There are a few other recordings with other vocal combinations featured, but I found this particular combination of female soprano, male soprano and male alto to be satisfactory in a discrimination process that includes three treble voice. It can be quite annoying if one can not hear the difference between the singers because their voice quality is so similar, so when I bought this eight years ago, that was one of my concerns, but to my delight there was no need for me to check in the line-up while I was listening to see who was singing what; it was easy to ascertain.

The trio of singers herein project a very authentic sound quality for this pastoral-like setting by Georgw F. Handel (1685-1759). This was written in the early years when he was much impressed with the Italian works, particularly one of the leading vocal forms of the day, the Chamber Cantata, in both its religious and secular versions. Its partly narrative and partly dramatic structure, demanded a theatrical setting. The texts were written in a variety of metres and this allowed the composers to vary the sequence: recitative-aria-recitative. This means that da-capo-arias can be found next to ariosi and arias in verse form, and there are semi-narrative lyrical arias some which are dramatised or partly dramatised. The preferred listening theme was love with all its ramifications, as put forth at the time by the Arcadian Academy.

All of this the young Handel adopted with great vigor into his compositional style, and as result we have a wonderfully entertaining composition such as 'Clori, Tirsi & Fileno'. However, beginning from the chamber cantata premise makes for a rather complex score, as much for its dramatic plotline as its musical options; the end result is really a genuine opera in miniature equipped with real refinement and lightness. Handel, in fact, has turned this into an authentic laboratory in which he experiments with the most divine musical and dramatic forms.

It was performed in Rome in 1707; it is a piece of witty, erotic and pastoral delight. The story centers around Clori, the Shepherdess (soprano-Suzie Le Blanc), who we discover is happily playing her two lovers against each other, the lovers being Tirsi(Male soprano-Jorg Waschinski), and Fileno(male alto-David Cordier). When they find out what she is doing they reject her, and she leaves them for somebody else. Meanwhile, Tirsi and Fileno decide that they might be better off with each other!?

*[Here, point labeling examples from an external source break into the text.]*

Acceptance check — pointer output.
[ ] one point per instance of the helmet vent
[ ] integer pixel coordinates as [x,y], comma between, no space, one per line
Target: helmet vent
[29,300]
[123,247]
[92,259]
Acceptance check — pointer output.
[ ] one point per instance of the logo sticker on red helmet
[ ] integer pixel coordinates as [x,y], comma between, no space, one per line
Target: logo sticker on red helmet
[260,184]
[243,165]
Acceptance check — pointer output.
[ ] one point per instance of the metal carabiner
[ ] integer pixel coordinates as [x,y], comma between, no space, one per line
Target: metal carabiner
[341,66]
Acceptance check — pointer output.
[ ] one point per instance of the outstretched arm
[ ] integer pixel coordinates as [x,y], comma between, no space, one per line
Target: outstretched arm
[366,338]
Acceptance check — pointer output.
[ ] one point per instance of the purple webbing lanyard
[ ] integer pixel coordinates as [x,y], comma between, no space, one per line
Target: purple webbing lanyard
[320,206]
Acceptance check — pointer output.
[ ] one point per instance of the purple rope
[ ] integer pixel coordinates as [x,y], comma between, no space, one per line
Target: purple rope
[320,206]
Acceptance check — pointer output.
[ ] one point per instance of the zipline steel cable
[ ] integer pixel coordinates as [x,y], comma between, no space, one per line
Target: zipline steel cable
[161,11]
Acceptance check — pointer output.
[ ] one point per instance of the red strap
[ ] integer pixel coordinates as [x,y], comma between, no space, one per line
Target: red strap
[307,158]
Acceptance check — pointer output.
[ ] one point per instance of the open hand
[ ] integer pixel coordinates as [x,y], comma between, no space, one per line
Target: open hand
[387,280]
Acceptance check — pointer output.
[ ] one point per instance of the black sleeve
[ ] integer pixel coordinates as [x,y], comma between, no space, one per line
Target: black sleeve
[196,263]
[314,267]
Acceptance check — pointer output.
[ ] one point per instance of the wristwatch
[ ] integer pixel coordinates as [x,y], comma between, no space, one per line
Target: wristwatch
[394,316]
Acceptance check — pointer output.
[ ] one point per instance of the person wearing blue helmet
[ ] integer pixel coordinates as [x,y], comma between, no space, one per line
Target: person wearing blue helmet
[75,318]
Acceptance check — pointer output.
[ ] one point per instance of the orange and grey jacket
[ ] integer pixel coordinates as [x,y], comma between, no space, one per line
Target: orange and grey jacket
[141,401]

The performance of these highly skilled singers is really quite outstanding, both dramatically and vocally. Waschinski has a phenomenal voice reaching very high notes with clarity and power, but in no way can his sound be mistaken for a female soprano. You have only to hear and believe! Cordier, male alto, has a highly resonant voice throughout his very wide range. On many of my other recordings he sings both soprano and alto fluently with strength and evenness. La Blannc literally 'floats' effortlessly through her phrases in all her arias, with a beauteous sound displaying a solid technical facility. The instrumental ensemble Lautten Compagney (seven in all), directed by Wolfgang Katschner, presents an appropriate accompaniment demonstrating some fine instrumental playing.

This seventy-five minute recording was a listening pleasure from beginning to end. Handel's vocal and instrumental score is written with his usual expertise and there is much variety throughout. The liner notes are in German and English; but the libretto is only in Italian and German. It didn't really make much difference to me because the story is simplistic, easy to follow.

I would like to mention that this story has another setting by Giovanni Bononcini scored for soprano, countetenor and baritone; equally entertaining.